# How to deploy

!!! info "This is how **we** deploy"

    This page describes how the main instance is deployed, and is mainly meant as a
    way to share the knowledge. You can obviously do things differently.

## Services

"La chariotte" uses different domains:

- **docs.chariotte.fr**, the docs you are reading now. It's handled by [readthedocs.org](https://readthedocs.org).
- **chariotte.fr**, the main instance. It's deployed on Alwaysdata
- **blog.chariotte.fr**, our blog. It's [a static website](https://gitlab.com/la-chariotte/la-chariotte.gitlab.io) deployed on Gitlab pages.

## The main instance

### Alwaysdata, our hosting provider

[Alwaysdata](https://www.alwaysdata.com) offers [a free plan for open source
projects](https://www.alwaysdata.com/en/open-source/), which we are using for
the main instance of la chariotte.

Thanks to them for supporting open source!

### Getting access

To get access, you'll need to generate an ssh keypair, and give your public key to a known admin.

```bash
ssh-keygen
```

This will generate a private a public key. You need to share the **public** key.
On unix systems, it's stored under `~/.ssh/id_rsa.pub` by default.

### Connecting to ssh

Once your key is generated and you're known to the server, you can connect there.

```bash
ssh chariotte@ssh-chariotte.alwaysdata.net
```

### Configuration file

The chariotte application is run by [uwsgi](https://uwsgi-docs.readthedocs.io/
en/latest/), managed by AlwaysData.

The production settings are stored in `~/ la_chariotte/prod_settings.py`, and
the secrets are defined in the admin console.

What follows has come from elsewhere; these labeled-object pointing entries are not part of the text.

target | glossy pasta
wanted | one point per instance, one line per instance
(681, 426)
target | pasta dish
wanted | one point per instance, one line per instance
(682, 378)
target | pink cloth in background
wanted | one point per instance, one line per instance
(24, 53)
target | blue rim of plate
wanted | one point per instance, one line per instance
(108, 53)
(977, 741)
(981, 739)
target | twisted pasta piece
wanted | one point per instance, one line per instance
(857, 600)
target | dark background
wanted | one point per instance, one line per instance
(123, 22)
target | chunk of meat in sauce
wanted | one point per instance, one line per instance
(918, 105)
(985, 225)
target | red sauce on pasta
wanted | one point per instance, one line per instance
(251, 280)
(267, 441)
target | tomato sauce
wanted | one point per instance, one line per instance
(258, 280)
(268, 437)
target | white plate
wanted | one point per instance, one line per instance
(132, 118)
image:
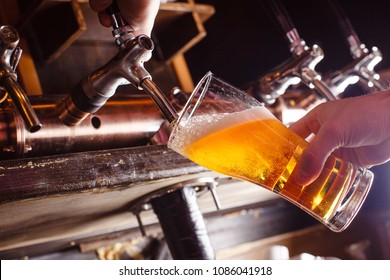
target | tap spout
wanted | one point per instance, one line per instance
(9, 59)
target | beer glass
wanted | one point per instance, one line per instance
(228, 131)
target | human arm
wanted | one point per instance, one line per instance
(354, 129)
(140, 14)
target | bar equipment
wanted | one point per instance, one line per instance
(300, 68)
(127, 67)
(224, 129)
(10, 55)
(362, 68)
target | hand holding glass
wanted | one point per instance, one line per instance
(224, 129)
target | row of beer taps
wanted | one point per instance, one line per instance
(301, 67)
(127, 67)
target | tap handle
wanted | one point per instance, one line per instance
(122, 31)
(117, 20)
(9, 59)
(347, 29)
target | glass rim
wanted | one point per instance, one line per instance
(204, 81)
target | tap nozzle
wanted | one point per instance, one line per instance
(127, 67)
(9, 59)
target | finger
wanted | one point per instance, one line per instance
(306, 126)
(314, 157)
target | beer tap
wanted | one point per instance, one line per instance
(364, 61)
(298, 69)
(10, 55)
(127, 67)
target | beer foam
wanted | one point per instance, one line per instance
(197, 127)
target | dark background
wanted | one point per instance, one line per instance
(244, 41)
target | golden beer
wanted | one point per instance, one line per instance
(225, 130)
(263, 151)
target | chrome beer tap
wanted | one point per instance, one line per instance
(127, 67)
(364, 60)
(298, 69)
(10, 55)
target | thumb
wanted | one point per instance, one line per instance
(313, 158)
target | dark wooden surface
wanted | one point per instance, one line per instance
(90, 171)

Here are the settings, with some comments that might be useful.

```python title="prod_settings.py"
SECRET_KEY = "YOUR SECRET KEY HERE, used to hash the passwords. CHANGE IT."

# We're connecting to a psql server, AD manages the access and the backups.
DATABASES = {
    "default": {
        "ENGINE": "django.db.backends.postgresql",
        "NAME": "chariotte_prod",
        "USER": "chariotte_prod",
        "PASSWORD": "",
        "HOST": "host",
    }
}

ALLOWED_HOSTS = ["chariotte.fr",]
DEBUG = False

# We're sending mails using AD infrastructure
EMAIL_BACKEND = 'django.core.mail.backends.smtp.EmailBackend'
EMAIL_FROM = 'notification@chariotte.fr'
EMAIL_HOST = 'smtp-chariotte.alwaysdata.net'
EMAIL_PORT = 587
EMAIL_HOST_USER = 'notification@chariotte.fr'
EMAIL_HOST_PASSWORD = "XXX"
EMAIL_USE_TLS = True

DEFAULT_FROM_EMAIL = os.getenv(
    "DJANGO_DEFAULT_FROM_EMAIL", "La Chariotte <notification@chariotte.fr>"
)

CONTACT_MAIL = "contact@chariotte.fr"

# We're collecting the static files on this specific folder.
STATIC_ROOT = "/home/chariotte/static/"
```

We're using sentry (sentry.io) to be alerted when an error happens on the server

```python title="prod_settings.py"
import sentry_sdk

sentry_sdk.init(
    dsn="PUT YOUR DSN HERE",
    # Set traces_sample_rate to 1.0 to capture 100%
    # of transactions for performance monitoring.
    traces_sample_rate=1.0,
    # Set profiles_sample_rate to 1.0 to profile 100%
    # of sampled transactions.
    # We recommend adjusting this value in production.
    profiles_sample_rate=1.0,
)
```

### The different sites

In the AD console, here are the defined sites:

- `app.chariotte.fr`, redirecting to `chariotte.fr`
- `chariotte.fr/static`, hosting the static files, it just serves the collected static files stored in `/static/`
- `chariotte.fr`, the main website, defined in the next section

`chariotte.fr` is configured as a Python WSGI app:

- application path: `/la_chariotte/la_chariotte/wsgi.py`
- working directory: `/la_chariotte`
- venv location: `/venv`

Environment variables:

```
DJANGO_SETTINGS_MODULE=prod_settings
```

### How to deploy

To deploy a new version, we'll need to:

- get the new code
- update the database
- collect the static files
- restart the daemon

Here's how:

```bash
# Activate the venv
source venv/bin/activate
cd la_chariotte

# Get the code
git fetch
git checkout tag # if we're using a tag, otherwise, just checkout the main branch

python manage.py updatedb
python manage.py collectstatic
```

Then you'll need to restart the server from AD's interface.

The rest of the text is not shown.